To make dry ice, you start with a high pressure container full of liquid carbon dioxide. When you release the liquid carbon dioxide from the tank, the expansion of the liquid and the high-speed evaporation of carbon dioxide gas cools the remainder of the liquid down to the freezing point, where it turns directly into a solid. If you have ever seen a carbon dioxide fire extinguisher in action you have seen this carbon dioxide snow form in the nozzle. You compress the carbon dioxide snow to create a block of dry ice.


----------



## Wasserpest (Jun 12, 2003)

Sorry if I spread bad information. I have not filled CO2 tanks personally, so I should shut up :tongue: but my local Airgas guys told me they prefer to fill tanks in the mornings when it is cool since (something in the process) gets hot.
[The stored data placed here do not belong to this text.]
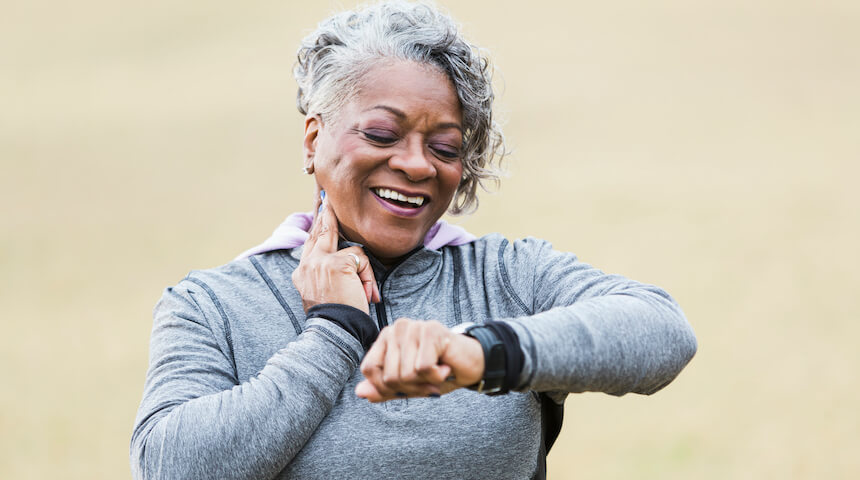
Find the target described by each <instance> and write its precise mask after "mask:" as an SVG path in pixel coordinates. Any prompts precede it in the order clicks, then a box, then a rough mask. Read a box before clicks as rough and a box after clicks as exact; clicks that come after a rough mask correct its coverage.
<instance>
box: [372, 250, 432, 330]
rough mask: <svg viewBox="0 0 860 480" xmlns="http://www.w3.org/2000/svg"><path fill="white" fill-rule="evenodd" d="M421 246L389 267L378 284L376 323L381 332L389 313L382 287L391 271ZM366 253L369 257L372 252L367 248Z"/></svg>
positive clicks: (374, 259)
mask: <svg viewBox="0 0 860 480" xmlns="http://www.w3.org/2000/svg"><path fill="white" fill-rule="evenodd" d="M421 248H422V247H420V246H419V247H416V248H415V249H413V250H412V251H411V252H409V253H407V254H406V255H405V256H404V257H403V258H401V259H400V261H399V262H397V263H396V264H394V265H392V266H391V268H389V269H387V270H386V271H385V274H384V275H383V276H382V278H381V279H380V280H379V285H377V287H378V288H379V303H377V304H376V323H377V324H378V325H379V331H380V332H381V331H382V329H383V328H385V327H386V326H387V325H388V315H387V314H386V313H385V302H384V300H383V298H382V287H383V285H384V284H385V280H386V279H387V278H388V275H390V274H391V272H393V271H394V270H395V269H396V268H397V267H399V266H400V264H401V263H403V262H405V261H406V260H407V259H408V258H409V257H411V256H412V255H414V254H415V253H417V252H418V251H419V250H421ZM364 253H365V254H367V256H368V257H370V252H368V251H367V249H365V250H364ZM374 260H375V259H374ZM377 261H378V260H377Z"/></svg>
But they probably didn't mean the tanks, maybe the pump that supplies the CO2.


----------



## jhoetzl (Feb 7, 2005)

Hmm, if I have it correct, dry ice (which actually used to be or is a trademarked name for frozen co2 gas AFAIK), is just that, frozen gas.
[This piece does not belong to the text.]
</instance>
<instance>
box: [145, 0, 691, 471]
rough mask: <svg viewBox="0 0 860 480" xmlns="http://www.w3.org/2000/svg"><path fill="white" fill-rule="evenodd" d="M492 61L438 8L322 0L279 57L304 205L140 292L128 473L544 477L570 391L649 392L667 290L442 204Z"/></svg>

The freezing temperature at normal sea level air pressure is -78.5 degrees C (-109.3 degrees F). 
So, if you have a co2 bottle of co2 near your tank, and you somehow freeze that liquid/gas co2 combo in the tank, wouldn't the bottle make a nice mortar round?


----------



## UprightJoe (May 13, 2005)

The state of matter for co2 (or any gas for that matter) is determined by its temperature and pressure. If you know the temperature and pressure, you know whether it's a solid, liquid, or gas (unless it's at the triple point where it could be any of the three).

Here's a crappy chart showing the relationship for co2:

http://www.co2clean.com/snowform.htm

I've seen a prettier one out there but I can't find it now.


----------



## UprightJoe (May 13, 2005)

Oh, and for a constant pressure, liquid co2 would always be warmer than solid co2. That's assuming a constant pressure though. 

What's wicked cool is how they MAKE dry ice. They fill a canister with co2 until it is high enough pressure to form a liquid. They bleed off as much excess heat as possible. Then they let the gas loose. As the pressure falls, and volume increases, the temperature drops. Eventually it gets cold enough that some of the remaining co2 freezes into a solid as snow. They then just pack that together.

Wicked clever - they use co2 to make itself colder so that it freezes.


----------